2017 (Big Machine) | electropop, urban-pop

Taylor Swift ha fatto del vittimismo un business da svariati milioni di dollari. Certo, non è sempre stato così, e in fondo la morbosità dei tabloid americani, alla ricerca della minima crepa da gettare in pasto ai propri lettori, è tristemente nota. Fiutato l'andazzo, l'ex-fidanzatina d'America ha visto però bene di sfruttarlo a suo totale ed esclusivo vantaggio, incentrando la stragrande maggioranza delle sue canzoni attorno all'attrazione incessante dei mass-media, alle opinioni che gli altri hanno di lei (il tam-tam in materia di cultural appropriation e generico razzismo è stato ampio), alle piccole-grandi liti con Kanye West, alla sua presunta incapacità di non saper gestire il peso di una relazione. In questo senso, “Reputation” è l'ennesimo capitolo di un diario dedito a scandagliare il rapporto “tribolato” (se si pensa a Madonna e Britney Spears, il termine acquista tratti ridicoli) della popstar con i canali d'informazione e le variopinte categorie di hater (o presunti tali) che non sprecano occasione per lanciarle addosso accuse di ogni tipo, dall'essere una vipera opportunista o peggio ancora una mangiauomini senza scrupoli, per non parlare della strana attrazione verso i tribunali.

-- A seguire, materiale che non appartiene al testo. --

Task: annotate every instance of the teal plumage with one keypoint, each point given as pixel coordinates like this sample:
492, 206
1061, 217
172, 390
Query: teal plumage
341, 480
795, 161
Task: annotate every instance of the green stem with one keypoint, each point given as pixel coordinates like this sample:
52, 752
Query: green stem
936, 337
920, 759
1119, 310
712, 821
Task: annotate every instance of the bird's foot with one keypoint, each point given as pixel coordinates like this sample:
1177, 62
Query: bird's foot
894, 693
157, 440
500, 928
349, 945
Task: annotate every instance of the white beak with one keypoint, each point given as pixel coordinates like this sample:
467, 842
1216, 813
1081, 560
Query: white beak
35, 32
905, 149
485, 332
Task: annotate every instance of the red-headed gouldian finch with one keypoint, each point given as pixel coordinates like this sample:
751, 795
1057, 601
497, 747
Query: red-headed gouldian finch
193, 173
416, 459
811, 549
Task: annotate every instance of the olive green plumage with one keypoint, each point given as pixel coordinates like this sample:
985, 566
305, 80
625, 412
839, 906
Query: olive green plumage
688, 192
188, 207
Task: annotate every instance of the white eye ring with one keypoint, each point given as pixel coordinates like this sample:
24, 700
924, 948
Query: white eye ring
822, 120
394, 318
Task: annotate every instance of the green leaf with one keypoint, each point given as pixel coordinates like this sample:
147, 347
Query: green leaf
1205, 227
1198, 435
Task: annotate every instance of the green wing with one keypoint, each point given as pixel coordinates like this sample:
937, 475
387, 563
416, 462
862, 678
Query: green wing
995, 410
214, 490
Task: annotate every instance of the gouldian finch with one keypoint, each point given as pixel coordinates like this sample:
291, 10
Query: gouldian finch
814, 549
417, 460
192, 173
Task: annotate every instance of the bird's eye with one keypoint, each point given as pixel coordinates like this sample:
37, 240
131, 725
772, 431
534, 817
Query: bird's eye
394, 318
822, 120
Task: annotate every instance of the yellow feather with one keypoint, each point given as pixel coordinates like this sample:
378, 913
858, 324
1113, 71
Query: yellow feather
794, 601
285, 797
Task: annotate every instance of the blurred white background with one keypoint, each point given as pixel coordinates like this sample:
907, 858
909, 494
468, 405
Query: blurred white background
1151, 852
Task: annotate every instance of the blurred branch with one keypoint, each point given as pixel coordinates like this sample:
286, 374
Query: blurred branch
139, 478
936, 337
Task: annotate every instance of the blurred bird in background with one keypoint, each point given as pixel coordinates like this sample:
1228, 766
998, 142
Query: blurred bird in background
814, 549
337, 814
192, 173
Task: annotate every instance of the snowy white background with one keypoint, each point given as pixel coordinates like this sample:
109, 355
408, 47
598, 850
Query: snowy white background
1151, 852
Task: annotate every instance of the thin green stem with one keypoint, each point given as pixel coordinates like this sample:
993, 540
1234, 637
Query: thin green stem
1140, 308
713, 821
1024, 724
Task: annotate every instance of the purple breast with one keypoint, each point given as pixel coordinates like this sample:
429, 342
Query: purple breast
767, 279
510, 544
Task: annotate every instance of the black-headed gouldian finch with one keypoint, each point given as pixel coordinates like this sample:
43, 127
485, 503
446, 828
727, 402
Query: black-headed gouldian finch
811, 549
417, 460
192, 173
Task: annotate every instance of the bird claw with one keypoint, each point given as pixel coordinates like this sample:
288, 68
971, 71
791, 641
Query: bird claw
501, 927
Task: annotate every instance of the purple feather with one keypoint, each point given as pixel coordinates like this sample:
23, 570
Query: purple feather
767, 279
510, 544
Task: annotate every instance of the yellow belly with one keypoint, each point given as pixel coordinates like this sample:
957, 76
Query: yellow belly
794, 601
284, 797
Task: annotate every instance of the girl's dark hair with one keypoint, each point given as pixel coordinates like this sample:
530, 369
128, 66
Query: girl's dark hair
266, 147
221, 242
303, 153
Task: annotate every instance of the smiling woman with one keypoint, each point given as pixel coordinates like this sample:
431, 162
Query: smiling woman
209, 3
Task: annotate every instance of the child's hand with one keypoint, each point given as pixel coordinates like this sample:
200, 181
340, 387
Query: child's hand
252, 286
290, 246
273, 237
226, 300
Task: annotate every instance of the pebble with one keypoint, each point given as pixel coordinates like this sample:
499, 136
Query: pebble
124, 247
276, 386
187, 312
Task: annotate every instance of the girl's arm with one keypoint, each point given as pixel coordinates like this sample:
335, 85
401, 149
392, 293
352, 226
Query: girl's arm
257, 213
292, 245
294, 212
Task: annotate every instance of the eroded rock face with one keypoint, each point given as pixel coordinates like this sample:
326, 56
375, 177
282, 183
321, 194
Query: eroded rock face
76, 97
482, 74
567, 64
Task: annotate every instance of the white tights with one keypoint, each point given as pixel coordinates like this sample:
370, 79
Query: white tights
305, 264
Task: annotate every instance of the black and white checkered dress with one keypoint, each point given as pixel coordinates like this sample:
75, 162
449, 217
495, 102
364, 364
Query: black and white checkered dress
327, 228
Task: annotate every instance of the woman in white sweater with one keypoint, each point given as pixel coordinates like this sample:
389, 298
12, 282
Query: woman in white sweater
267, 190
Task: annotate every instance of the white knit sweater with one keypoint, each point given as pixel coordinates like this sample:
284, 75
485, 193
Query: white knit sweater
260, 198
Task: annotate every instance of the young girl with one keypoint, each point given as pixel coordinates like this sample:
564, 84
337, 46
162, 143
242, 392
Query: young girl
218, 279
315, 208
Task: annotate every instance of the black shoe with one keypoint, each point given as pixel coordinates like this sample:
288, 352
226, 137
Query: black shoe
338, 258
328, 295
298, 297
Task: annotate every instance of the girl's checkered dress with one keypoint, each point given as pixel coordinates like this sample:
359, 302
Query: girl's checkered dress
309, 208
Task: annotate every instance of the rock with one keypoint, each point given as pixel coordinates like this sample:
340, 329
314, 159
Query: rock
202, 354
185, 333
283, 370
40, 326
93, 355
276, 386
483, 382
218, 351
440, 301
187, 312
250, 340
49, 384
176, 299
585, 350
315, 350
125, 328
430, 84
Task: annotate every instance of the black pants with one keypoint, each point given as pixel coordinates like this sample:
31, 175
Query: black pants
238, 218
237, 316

Cosa vorrebbe quindi differenziare il suo sesto album dai successi milionari che lo hanno preceduto, dal ripetere ancora una volta lo spettacolo di Taylor eterna vittima delle maldicenze altrui? Secondo l'ottica della diretta interessata, l'approccio alla questione vorrebbe essere più aggressivo e specifico, un appello sprezzante a chi ne ha infangato la reputazione (da qui il titolo) e ha voluto dare di lei un'immagine ben più fragile e poco appetibile. Se già in “1989”, l'album dell'apertura internazionale, il (country-)pop-rock di “Speak Now” e “Red” cedeva il passo a un synth-pop smagliante e tirato a lucido, il nuovo prodotto spinge ancora più in avanti l'elettronizzazione del sound, pescando da electro, industrial e trap, in un ispessimento delle basi che vorrebbe farsi carico della nuova immagine di Swift, più cupa, più sicura di sé, pronta a contrattaccare quando il gioco si fa duro. Via insomma l'immagine innocente e santarellina del passato, ben vengano rossetti scuri, sguardi di sfida e caratteri gotici da New York Times: per parafrasare il titolo di un album di Rihanna, la conversione a “good girl gone bad” quantomeno dal punto di vista iconografico centra il suo obiettivo. I problemi sorgono però erodendo poco sotto la facciata, affogando quanto di buono poteva esserci nell'operazione.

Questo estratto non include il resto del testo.